Failed to fit group -1. Caused by error in method(): Convergence failure: singular convergence (7)"


Solution

  • Here's what I have so far. While you can use fitting methods like drc::drm() within ggplot, it's usually easier (in my experience) to apply them externally, then feed the results into ggplot.

    set up data

    lvec <- c(5.289E-09, 1.058e-08, 2.115e-08, 4.231e-08, 8.462e-08, 1.692e-07,
              3.385e-07, 6.769e-07, 1.354e-06, 2.708e-06, 5.415e-06, 1.083e-05,
              2.166e-05, 4.332e-05, 8.665e-05, 1.733e-04)
    expa <- c(792.6444, 792.8537, 788.0273, 793.9693, 792.3848, 792.311, 790.5109, 790.4974, 796.1723, 790.8627, 790.2954, 784.7171, 773.0447, 760.8085, 745.5512, 738.3463)
    expb <- c(790.2453, 793.8565, 789.5286, 791.8368, 788.5138, 790.0382, 792.85, 789.1439, 790.3487, 792.1872, 786.6738, 780.0627, 775.8658, 762.8376, 747.4288, 737.8717)
    expc <- c(788.2453, 790.5648, 792.8529, 790.1368, 793.5138, 791.7038, 788.85, 791.1439, 789.4487, 788.8872, 789.5674, 783.3063, 774.8658, 764.5838, 749.4288, 736.5872)
    dd <- data.frame(conc=lvec*1000,
                     Fnorm = c(expa, expb, expc),
                     experiment = rep(c("a","b","c"), each = 16))
    

    fit model and generate prediction with std errors

    library(drc)
    
    fit1 <- drm(Fnorm ~ conc, data = dd, fct = LL.4())
    ## explicitly ask for predictions over a wider range than the data:
    ## these values specify the range of the predictions
    minval <- 4e-6; maxval <- 10
    pframe <- data.frame(
        conc = exp(seq(log(minval), log(maxval), length.out = 101)))
    pframe <- cbind(pframe,
                    predict(fit1, newdata = pframe, se.fit = TRUE))
    names(pframe)[2:3] <- c("Fnorm", "Fnorm_se")
    

    plot

    library(ggplot2)
    ggplot(dd, aes(conc, Fnorm)) +
        geom_point(aes(colour = experiment)) +
        geom_line(data = pframe, colour = "black") +
        geom_ribbon(data = pframe, 
                    colour = NA,     ## no line at edges of ribbon
                    fill = "black",  ## colour of ribbon
                    alpha = 0.1,     ## make ribbon semi-transparent
                    aes(ymin = Fnorm - 2*Fnorm_se,
                        ymax = Fnorm + 2*Fnorm_se)) +
        scale_x_log10() +
        geom_hline(yintercept = coef(fit1)[2], lty = 2) +
        geom_vline(xintercept = coef(fit1)[4], lty = 2)
    

    (modified from copilot): A graph with a scatter plot and a fitted curve. The x-axis shows concentration and is on a logarithmic scale, ranging from 1e-04 to 1e+00. The y-axis shows the binding affinity and ranges approximately from 720 to 800. There are three sets of data points from different experiments (a, b, c) represented by different colors. These data points are scattered across the graph but generally follow a descending trend from left to right. A black decreasing sigmoidal curve goes through the data points, with a shaded ribbon showing ± 2SE. Dashed lines show the inflection point and the lower bound.
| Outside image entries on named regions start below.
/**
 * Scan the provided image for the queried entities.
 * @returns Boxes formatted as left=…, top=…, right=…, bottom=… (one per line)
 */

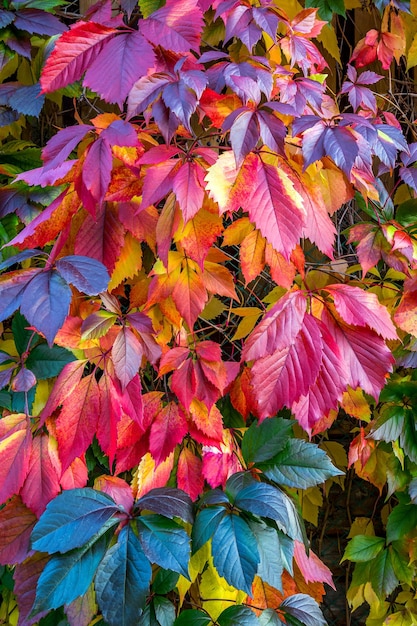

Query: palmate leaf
left=94, top=526, right=152, bottom=626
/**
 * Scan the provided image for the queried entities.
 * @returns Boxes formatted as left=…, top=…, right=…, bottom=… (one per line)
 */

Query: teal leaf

    The inflection point is coef(fit1)[4] = 0.0494.

    Note these are ± 2 SE confidence intervals but you're welcome to use ± 1.96 SE (or some appropriate t-distribution-based interval) instead.

    Not sure offhand about the goodness-of-fit statistic, although summary() does give you the residual standard error (from which you should be able to compute an R^2 value ...) Or compute cor(predict(fit1), dd$conc)^2 = 0.902.